Donald Trump and his enablers want you to believe that the media is composed entirely of out-of-touch coastal elites. Anti-media media personalities like Salena Zito and Chris Arnade stump through rural white America, nodding sagely at the pronouncements of Trump voters and wagging a rhetorical finger at the bubble-dwelling city denizens who wrongly believe that real people live in urban areas, too. There’s a class divide in America, we’re told, and it’s between the smug liberal press and everyone else.
This narrative is deliberately intended to distract from an actual discussion of class. But the recent effort by women writers to protect one of their own from a punitive article in Harper's is a reminder that writers—like truck drivers, farmers, or teachers—are workers. Media owners are elites, but the people who work for them generally aren’t. And workers are not empowered by sneering at everyone who lives in cities. They're empowered through solidarity.
This week Dayna Tortorici, editor of n+1, tweeted that she had information that Harper's was planning to out the creator of the “Shitty Men in Media” list. The list was a spreadsheet created after the sexual abuse revelations about Harvey Weinstein. An anonymous woman created a crowd-sourced document in which women could list men who’d engaged in abusive or sexist behavior. The list was meant as a low-key way for women to share information about men who might be a threat, so they could protect themselves. It spread quickly, though, and numerous news sources debated whether it was ethical or right to create such a document. It also served as a place to start for reporters investigating instances of misconduct at media outlets.
The list was controversial; exposing the creator could damage her career, and would also expose her to threats and harassment, as Men's Rights Activists and other anti-feminist trolls attempted to terrorize her into silence. In order to prevent that, numerous women writers and reporters called on Harper's, and story author Katie Roiphe, to refrain from outing the woman in question. Nicole Cliffe, a writer at Elle, offered to compensate any writer with a piece in the upcoming issue of Harper's if they pulled their articles in protest.
Cliffe's offer was an act of feminist solidarity. But it was also an act of labor solidarity. People withdrawing their articles from Harper's was a labor action—it was a work stoppage. The work stoppage was undertaken in order to protect an individual worker. But like all labor actions, it was also undertaken to force better workplace practices for everyone. The “Shitty Men in Media” list was an effort to protect women from workplace harassment; it was a response to unsafe working conditions. Rather than address those working conditions, Harper's decided to out and endanger the whistle-blower. That’s a common management response. And it's why labor solidarity, and freedom to organize, are vital tools for justice in every industry.
Moira Donegan, the list’s creator, outed herself at The Cut, and confirmed that Roiphe planned to reveal her name. Donegan decided that her best option was to come forward on her own terms, rather than allowing Harper's to go to press first. It's shameful she had to do that. I hope the campaign on her behalf will help her get the resources she needs to deal with the backlash.

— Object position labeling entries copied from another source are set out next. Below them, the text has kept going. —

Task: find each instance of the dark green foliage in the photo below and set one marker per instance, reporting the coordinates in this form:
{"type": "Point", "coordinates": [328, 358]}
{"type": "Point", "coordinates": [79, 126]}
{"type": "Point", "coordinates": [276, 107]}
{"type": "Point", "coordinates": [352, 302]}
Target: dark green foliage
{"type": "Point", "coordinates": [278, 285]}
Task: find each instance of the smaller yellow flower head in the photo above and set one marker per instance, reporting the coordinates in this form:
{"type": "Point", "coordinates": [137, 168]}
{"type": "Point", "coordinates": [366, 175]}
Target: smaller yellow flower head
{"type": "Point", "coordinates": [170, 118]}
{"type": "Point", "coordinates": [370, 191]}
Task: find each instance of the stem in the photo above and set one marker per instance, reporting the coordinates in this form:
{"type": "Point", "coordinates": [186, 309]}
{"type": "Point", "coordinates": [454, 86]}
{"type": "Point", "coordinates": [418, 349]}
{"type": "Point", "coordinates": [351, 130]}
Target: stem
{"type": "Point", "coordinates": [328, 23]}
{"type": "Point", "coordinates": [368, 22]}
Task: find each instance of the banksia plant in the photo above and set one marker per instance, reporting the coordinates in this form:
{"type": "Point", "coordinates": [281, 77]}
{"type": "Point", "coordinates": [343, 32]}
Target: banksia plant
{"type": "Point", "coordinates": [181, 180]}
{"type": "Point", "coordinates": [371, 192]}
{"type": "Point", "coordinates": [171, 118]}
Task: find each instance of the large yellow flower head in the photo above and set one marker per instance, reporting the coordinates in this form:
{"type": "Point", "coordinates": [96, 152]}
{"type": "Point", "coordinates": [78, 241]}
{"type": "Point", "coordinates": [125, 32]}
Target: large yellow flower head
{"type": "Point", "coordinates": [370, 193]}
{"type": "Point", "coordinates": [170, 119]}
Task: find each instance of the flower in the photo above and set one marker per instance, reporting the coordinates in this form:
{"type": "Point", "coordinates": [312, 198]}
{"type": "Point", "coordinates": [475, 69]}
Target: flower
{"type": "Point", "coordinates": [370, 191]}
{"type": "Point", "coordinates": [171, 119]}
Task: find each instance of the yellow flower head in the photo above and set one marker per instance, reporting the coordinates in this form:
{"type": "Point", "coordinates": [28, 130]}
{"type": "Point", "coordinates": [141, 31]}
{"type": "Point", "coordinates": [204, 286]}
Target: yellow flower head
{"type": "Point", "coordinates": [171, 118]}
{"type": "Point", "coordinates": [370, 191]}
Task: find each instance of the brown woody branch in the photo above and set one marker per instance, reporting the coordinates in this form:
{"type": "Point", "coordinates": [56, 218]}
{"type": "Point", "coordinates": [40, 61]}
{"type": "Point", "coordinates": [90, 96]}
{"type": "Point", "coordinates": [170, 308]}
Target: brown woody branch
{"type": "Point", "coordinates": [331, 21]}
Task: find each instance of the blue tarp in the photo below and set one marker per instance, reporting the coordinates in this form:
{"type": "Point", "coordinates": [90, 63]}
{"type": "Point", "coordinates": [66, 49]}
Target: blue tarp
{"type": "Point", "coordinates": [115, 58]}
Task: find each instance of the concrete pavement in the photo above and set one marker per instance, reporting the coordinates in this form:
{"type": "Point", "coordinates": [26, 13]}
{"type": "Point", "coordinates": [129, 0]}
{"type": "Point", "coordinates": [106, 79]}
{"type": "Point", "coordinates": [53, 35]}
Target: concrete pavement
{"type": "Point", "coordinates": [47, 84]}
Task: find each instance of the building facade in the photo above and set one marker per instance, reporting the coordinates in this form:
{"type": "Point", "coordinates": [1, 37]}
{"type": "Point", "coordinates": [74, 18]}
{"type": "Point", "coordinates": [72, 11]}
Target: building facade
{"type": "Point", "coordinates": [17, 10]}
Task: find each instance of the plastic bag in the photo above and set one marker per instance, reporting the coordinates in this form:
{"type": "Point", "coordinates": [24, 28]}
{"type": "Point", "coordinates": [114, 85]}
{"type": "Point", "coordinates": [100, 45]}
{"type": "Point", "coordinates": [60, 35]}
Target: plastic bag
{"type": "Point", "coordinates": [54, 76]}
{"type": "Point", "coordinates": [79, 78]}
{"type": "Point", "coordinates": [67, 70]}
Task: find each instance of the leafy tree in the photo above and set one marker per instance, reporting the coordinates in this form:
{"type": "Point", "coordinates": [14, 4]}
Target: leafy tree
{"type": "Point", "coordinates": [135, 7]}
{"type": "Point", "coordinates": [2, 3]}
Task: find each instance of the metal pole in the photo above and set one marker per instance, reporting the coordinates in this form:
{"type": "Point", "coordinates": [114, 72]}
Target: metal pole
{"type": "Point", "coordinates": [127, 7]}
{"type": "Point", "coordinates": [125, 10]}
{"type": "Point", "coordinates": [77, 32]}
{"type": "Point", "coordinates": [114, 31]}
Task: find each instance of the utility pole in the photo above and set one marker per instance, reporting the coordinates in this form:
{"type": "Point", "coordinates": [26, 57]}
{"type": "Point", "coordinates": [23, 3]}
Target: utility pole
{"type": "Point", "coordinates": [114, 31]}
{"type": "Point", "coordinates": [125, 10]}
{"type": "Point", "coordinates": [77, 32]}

But Cliffe's campaign is also important in itself. Labor actions are valuable because they show labor power. Management needs to know that labor can organize. Labor needs to develop tactics, and see its own strength. Writers individually in media have little leverage, and almost no say in how publishers treat them. That's why sexist, unsafe working conditions persist. Cliffe showed one way in which writers, working together, can exert pressure on the media to protect themselves from sexism, harassment, and exploitation.
Cliffe showed how writers can, sometimes, make elites listen.